There’s no need for a border between “Family Values” and “No Body,” the fourth and final part of the exhibit. Offering comic relief from and hopeless resolution of the three previous acts, the latter’s predominance of conceptual installation art is so frivolous by contrast with the tragic relief of the rest of the exhibit that the walk through a doorway and down a hallway seems almost not worth the effort. Nevertheless, it’s good to see Charles LeDray’s little sailor suit, a vintage toddler’s uniform hung on a cushioned coat-hanger in a Plexiglas case, if only to shiver at the thought of boys being trained to be like the military monsters in the masculine masquerade. On the other side of the gender divide, Eleanor Antin’s Naomi Dash, featuring towel rack, kitty-litter box, black sheer stockings, and pink bathing cap, speaks for certain female roles (sexually objective at best) that still wait to be played.

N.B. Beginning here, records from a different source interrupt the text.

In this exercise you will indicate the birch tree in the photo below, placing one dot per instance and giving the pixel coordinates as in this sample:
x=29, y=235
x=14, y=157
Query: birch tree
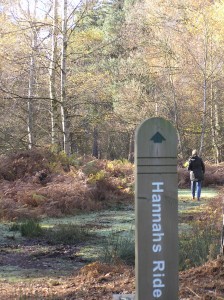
x=52, y=80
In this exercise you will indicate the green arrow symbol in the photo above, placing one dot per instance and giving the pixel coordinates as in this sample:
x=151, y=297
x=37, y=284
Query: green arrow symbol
x=157, y=138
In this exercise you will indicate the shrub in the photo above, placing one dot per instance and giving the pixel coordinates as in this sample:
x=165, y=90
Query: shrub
x=119, y=249
x=31, y=228
x=67, y=234
x=196, y=247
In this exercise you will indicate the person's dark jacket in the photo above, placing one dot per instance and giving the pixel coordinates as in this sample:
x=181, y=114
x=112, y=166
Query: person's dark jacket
x=196, y=168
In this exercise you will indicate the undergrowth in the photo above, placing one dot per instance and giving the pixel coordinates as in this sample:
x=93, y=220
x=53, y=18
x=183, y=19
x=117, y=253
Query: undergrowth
x=59, y=234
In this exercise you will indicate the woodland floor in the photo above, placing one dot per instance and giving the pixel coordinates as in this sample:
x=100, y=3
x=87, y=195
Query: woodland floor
x=33, y=269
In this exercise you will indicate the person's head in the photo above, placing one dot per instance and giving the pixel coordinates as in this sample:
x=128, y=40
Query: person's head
x=194, y=152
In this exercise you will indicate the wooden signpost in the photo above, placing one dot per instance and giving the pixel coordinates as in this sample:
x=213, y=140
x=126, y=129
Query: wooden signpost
x=156, y=212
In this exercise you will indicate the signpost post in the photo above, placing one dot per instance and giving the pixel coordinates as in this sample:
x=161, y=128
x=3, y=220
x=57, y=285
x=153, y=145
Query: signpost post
x=156, y=212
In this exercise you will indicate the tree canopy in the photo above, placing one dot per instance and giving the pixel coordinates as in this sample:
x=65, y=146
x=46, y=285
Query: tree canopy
x=80, y=78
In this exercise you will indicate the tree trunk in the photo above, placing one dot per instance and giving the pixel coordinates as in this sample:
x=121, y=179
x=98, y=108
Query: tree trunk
x=32, y=82
x=95, y=151
x=64, y=111
x=131, y=148
x=52, y=88
x=203, y=125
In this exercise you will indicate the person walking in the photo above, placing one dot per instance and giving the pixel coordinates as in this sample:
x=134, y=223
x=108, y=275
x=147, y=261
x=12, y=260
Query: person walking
x=197, y=169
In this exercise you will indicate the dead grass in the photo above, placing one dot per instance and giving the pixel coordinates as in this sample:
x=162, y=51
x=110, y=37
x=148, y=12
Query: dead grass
x=43, y=183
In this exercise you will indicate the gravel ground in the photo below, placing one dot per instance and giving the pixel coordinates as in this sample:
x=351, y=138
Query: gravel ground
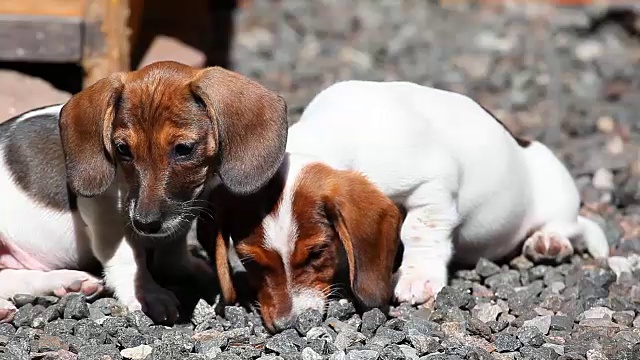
x=566, y=77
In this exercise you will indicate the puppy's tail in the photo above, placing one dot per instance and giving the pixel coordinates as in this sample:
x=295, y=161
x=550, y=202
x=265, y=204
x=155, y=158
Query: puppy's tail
x=594, y=238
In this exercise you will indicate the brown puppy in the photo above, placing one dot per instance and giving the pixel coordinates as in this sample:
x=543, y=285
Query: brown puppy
x=139, y=151
x=290, y=235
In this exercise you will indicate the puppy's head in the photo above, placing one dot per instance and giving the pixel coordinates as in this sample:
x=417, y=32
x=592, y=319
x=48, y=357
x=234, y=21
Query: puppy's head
x=169, y=129
x=292, y=263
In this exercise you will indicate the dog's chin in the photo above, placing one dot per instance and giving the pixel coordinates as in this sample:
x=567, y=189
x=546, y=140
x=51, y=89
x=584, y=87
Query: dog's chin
x=175, y=226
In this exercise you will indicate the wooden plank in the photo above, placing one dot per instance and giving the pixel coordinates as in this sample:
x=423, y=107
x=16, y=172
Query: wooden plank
x=106, y=39
x=40, y=38
x=66, y=8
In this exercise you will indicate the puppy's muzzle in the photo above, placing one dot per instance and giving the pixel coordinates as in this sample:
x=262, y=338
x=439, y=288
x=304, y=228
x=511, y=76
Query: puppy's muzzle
x=148, y=223
x=284, y=323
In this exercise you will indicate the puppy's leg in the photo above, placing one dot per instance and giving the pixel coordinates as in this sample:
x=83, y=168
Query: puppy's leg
x=428, y=247
x=556, y=241
x=127, y=274
x=123, y=258
x=40, y=283
x=7, y=311
x=550, y=243
x=174, y=262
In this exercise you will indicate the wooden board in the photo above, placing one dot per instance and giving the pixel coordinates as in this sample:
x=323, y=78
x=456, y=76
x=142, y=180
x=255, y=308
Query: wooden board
x=40, y=38
x=66, y=8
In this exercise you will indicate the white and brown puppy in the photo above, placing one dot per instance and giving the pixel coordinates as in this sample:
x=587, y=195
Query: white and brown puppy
x=120, y=168
x=469, y=187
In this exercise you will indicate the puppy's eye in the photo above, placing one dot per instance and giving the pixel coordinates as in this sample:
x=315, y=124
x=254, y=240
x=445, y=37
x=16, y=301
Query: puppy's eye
x=124, y=151
x=184, y=150
x=315, y=254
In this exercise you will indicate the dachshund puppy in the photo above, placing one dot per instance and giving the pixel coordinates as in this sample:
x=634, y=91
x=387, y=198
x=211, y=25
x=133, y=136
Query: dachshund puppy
x=122, y=168
x=470, y=189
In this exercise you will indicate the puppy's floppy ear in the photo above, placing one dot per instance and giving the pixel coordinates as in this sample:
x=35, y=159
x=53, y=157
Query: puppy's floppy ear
x=85, y=129
x=368, y=224
x=251, y=127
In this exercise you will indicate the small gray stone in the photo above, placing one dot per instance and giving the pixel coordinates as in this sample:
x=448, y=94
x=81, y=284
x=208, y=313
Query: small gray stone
x=508, y=278
x=213, y=337
x=530, y=336
x=321, y=332
x=347, y=338
x=341, y=309
x=475, y=326
x=47, y=343
x=129, y=338
x=236, y=315
x=392, y=352
x=140, y=352
x=99, y=352
x=561, y=323
x=60, y=327
x=394, y=336
x=486, y=268
x=23, y=299
x=624, y=318
x=372, y=320
x=506, y=343
x=309, y=319
x=450, y=297
x=425, y=344
x=26, y=314
x=202, y=312
x=76, y=307
x=284, y=342
x=88, y=329
x=138, y=319
x=362, y=355
x=542, y=323
x=421, y=326
x=112, y=324
x=178, y=338
x=309, y=354
x=168, y=351
x=486, y=312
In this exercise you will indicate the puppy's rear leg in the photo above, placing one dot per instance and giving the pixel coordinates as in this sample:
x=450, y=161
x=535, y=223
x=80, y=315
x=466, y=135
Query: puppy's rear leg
x=551, y=242
x=40, y=283
x=428, y=247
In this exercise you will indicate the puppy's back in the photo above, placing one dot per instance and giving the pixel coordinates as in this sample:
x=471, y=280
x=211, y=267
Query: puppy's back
x=32, y=156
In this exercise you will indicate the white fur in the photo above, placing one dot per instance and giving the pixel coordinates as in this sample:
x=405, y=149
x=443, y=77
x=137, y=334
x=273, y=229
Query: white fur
x=281, y=233
x=452, y=166
x=47, y=110
x=52, y=240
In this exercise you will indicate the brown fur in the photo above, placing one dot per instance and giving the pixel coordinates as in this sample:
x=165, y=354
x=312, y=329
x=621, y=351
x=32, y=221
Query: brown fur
x=331, y=208
x=237, y=127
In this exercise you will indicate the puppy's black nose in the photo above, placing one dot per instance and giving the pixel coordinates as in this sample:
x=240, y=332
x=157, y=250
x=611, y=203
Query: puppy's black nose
x=148, y=224
x=284, y=323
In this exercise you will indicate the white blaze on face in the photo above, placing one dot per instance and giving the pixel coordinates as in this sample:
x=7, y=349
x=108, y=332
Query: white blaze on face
x=280, y=235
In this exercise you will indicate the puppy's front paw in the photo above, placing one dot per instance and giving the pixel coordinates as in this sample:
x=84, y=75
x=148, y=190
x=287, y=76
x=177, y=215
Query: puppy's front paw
x=66, y=281
x=7, y=311
x=418, y=286
x=546, y=246
x=160, y=304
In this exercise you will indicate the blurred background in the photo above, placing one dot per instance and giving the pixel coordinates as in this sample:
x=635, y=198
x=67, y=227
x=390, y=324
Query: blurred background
x=563, y=71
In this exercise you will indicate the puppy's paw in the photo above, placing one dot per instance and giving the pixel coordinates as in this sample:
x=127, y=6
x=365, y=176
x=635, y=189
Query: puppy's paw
x=418, y=286
x=547, y=246
x=160, y=304
x=66, y=281
x=7, y=311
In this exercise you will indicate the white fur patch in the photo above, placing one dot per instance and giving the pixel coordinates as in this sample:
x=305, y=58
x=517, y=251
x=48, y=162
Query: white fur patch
x=49, y=110
x=304, y=299
x=48, y=236
x=281, y=231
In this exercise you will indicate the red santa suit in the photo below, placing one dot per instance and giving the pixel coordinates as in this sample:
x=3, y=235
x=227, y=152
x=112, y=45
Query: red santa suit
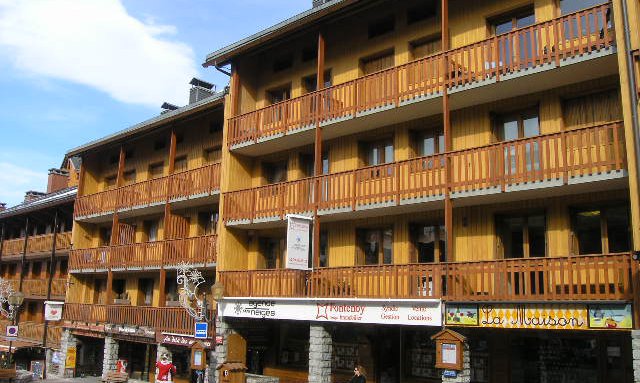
x=166, y=370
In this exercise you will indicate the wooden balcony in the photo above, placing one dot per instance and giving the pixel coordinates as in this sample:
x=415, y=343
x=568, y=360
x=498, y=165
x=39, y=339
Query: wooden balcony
x=149, y=255
x=37, y=288
x=190, y=184
x=170, y=319
x=566, y=158
x=548, y=45
x=574, y=278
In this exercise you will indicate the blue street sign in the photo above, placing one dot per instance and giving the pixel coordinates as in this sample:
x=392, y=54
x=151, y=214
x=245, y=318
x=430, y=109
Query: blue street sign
x=202, y=328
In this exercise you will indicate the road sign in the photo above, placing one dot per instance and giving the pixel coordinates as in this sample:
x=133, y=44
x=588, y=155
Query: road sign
x=201, y=330
x=12, y=332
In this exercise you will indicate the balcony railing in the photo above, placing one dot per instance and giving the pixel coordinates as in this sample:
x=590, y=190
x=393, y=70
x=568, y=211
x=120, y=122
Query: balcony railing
x=561, y=156
x=585, y=277
x=195, y=182
x=136, y=256
x=170, y=319
x=548, y=42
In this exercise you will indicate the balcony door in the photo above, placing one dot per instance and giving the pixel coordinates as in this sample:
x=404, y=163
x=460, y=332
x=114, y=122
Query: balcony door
x=519, y=157
x=515, y=49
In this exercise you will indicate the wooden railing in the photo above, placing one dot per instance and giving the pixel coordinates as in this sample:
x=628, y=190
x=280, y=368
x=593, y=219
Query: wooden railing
x=204, y=180
x=197, y=250
x=543, y=43
x=170, y=319
x=558, y=156
x=585, y=277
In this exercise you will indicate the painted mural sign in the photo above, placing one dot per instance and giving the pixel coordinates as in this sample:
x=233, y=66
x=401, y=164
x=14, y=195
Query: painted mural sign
x=540, y=316
x=424, y=312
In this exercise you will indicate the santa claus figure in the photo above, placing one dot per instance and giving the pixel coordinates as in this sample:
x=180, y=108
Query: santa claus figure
x=165, y=370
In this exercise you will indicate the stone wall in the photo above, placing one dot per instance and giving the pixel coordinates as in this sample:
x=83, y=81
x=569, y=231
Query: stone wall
x=320, y=354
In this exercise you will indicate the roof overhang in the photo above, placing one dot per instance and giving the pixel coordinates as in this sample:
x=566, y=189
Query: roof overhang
x=224, y=55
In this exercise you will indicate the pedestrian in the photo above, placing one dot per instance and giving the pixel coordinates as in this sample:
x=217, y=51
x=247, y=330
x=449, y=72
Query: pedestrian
x=165, y=370
x=358, y=375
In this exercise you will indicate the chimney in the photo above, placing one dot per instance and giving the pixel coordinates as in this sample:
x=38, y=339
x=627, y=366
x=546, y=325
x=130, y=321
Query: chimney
x=166, y=107
x=33, y=195
x=200, y=90
x=58, y=180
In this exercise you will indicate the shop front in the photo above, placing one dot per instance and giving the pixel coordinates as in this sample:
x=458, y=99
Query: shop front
x=526, y=343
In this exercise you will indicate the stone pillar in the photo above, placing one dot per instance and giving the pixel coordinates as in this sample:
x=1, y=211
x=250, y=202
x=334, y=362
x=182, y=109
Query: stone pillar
x=67, y=340
x=217, y=357
x=463, y=376
x=635, y=349
x=320, y=354
x=110, y=354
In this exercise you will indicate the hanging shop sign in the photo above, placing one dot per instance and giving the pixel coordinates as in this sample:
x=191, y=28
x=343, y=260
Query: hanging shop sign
x=541, y=316
x=423, y=312
x=53, y=310
x=297, y=242
x=180, y=340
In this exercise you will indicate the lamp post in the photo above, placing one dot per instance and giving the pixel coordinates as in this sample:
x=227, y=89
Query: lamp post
x=15, y=301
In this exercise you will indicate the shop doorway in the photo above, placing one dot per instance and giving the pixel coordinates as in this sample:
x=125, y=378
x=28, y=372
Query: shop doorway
x=140, y=359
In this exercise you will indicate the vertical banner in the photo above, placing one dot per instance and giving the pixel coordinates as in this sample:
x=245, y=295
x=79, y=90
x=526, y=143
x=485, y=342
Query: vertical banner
x=298, y=242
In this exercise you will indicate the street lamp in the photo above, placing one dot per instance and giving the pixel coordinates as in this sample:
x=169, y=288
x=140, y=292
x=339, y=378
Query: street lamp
x=15, y=301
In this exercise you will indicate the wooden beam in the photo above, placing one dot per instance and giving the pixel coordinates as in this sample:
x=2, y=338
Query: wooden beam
x=120, y=176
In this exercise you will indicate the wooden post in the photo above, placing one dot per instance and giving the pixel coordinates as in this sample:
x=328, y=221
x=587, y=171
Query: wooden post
x=24, y=252
x=446, y=117
x=318, y=153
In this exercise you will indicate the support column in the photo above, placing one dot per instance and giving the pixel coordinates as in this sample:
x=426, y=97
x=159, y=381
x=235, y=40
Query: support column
x=320, y=353
x=463, y=376
x=110, y=354
x=635, y=349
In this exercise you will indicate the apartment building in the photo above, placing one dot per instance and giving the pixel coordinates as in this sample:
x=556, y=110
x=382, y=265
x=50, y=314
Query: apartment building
x=147, y=202
x=35, y=239
x=469, y=165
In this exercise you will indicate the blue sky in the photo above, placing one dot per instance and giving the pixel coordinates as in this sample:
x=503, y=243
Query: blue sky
x=73, y=71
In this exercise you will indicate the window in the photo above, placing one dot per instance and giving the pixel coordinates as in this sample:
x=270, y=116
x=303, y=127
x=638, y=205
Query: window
x=324, y=248
x=272, y=250
x=110, y=182
x=379, y=152
x=145, y=289
x=570, y=6
x=376, y=246
x=381, y=26
x=592, y=109
x=129, y=177
x=425, y=47
x=156, y=170
x=180, y=164
x=275, y=172
x=280, y=94
x=377, y=62
x=282, y=63
x=151, y=229
x=422, y=12
x=514, y=126
x=516, y=47
x=521, y=236
x=429, y=243
x=207, y=222
x=310, y=82
x=601, y=230
x=213, y=155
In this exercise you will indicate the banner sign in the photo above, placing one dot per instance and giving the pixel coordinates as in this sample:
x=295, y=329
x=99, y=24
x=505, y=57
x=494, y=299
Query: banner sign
x=297, y=242
x=541, y=316
x=423, y=312
x=53, y=310
x=180, y=340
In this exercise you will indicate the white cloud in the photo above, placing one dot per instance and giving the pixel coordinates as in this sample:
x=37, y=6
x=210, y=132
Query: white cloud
x=97, y=43
x=15, y=180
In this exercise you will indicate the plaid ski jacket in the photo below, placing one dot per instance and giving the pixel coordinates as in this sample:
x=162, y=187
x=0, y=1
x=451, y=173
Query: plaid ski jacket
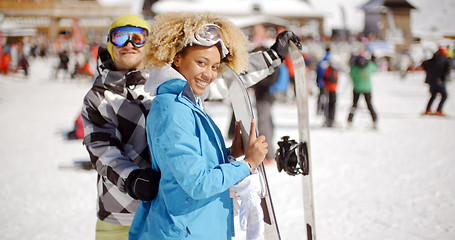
x=113, y=113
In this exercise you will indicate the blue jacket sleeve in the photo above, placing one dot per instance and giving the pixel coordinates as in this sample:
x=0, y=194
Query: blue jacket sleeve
x=183, y=144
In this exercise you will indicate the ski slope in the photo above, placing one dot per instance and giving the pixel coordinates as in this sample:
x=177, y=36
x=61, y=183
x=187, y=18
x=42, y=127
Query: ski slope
x=394, y=183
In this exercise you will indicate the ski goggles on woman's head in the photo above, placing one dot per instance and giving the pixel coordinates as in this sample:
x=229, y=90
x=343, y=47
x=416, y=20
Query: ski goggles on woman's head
x=122, y=35
x=209, y=35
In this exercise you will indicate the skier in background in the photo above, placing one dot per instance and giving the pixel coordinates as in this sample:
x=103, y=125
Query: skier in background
x=63, y=64
x=330, y=80
x=320, y=70
x=361, y=77
x=437, y=69
x=114, y=114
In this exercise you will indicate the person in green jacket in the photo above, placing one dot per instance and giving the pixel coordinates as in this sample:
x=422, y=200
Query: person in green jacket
x=361, y=77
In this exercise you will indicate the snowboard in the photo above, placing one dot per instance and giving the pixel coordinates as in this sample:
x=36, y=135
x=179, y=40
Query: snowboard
x=294, y=157
x=243, y=113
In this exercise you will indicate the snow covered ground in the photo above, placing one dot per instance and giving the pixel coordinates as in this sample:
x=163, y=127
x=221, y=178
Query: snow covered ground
x=393, y=183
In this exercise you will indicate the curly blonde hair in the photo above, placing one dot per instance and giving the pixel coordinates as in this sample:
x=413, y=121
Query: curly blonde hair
x=172, y=30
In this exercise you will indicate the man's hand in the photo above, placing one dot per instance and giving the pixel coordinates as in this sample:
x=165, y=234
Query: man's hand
x=256, y=149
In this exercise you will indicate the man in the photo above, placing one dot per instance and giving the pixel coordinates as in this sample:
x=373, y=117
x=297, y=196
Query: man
x=437, y=69
x=114, y=113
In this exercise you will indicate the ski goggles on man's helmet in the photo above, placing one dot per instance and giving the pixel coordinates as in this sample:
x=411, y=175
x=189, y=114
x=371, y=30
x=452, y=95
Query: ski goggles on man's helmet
x=209, y=35
x=122, y=35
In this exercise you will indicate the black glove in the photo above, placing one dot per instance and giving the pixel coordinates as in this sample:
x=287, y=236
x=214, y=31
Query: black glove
x=281, y=46
x=143, y=184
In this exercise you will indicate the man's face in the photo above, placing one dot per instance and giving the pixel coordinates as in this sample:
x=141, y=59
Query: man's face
x=128, y=57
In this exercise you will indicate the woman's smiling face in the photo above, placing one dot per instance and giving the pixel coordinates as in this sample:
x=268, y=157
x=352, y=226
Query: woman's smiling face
x=199, y=65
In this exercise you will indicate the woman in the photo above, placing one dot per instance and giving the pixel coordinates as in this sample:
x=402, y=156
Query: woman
x=187, y=52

Though it doesn’t take long to look at this room, it does give you a well-deserved giggle in payment for the patience you have shown in your progress through the galleries. With a sense of relief that the “play of portraits” is over, you look at Nam June Paik’s three-dimensional techno-sculpture of physicist (and Worcester native) Robert Goddard, featuring several video monitors arranged to represent both the symmetrical setting of a rocket on a launching pad and the form of a person. It’s a fairly facile sardonic comment on the stereotypical space-cadet scientist: a witheringly rational control-freak robot. No use looking much longer at it than it takes to get the good giggle. The monitors flash continuous, indiscernible images in blue and green, and a red and yellow neon representation of fire at Goddard’s feet assures you that you don’t have to be an art historian, nor a rocket scientist, to get a kick out of contemporary art.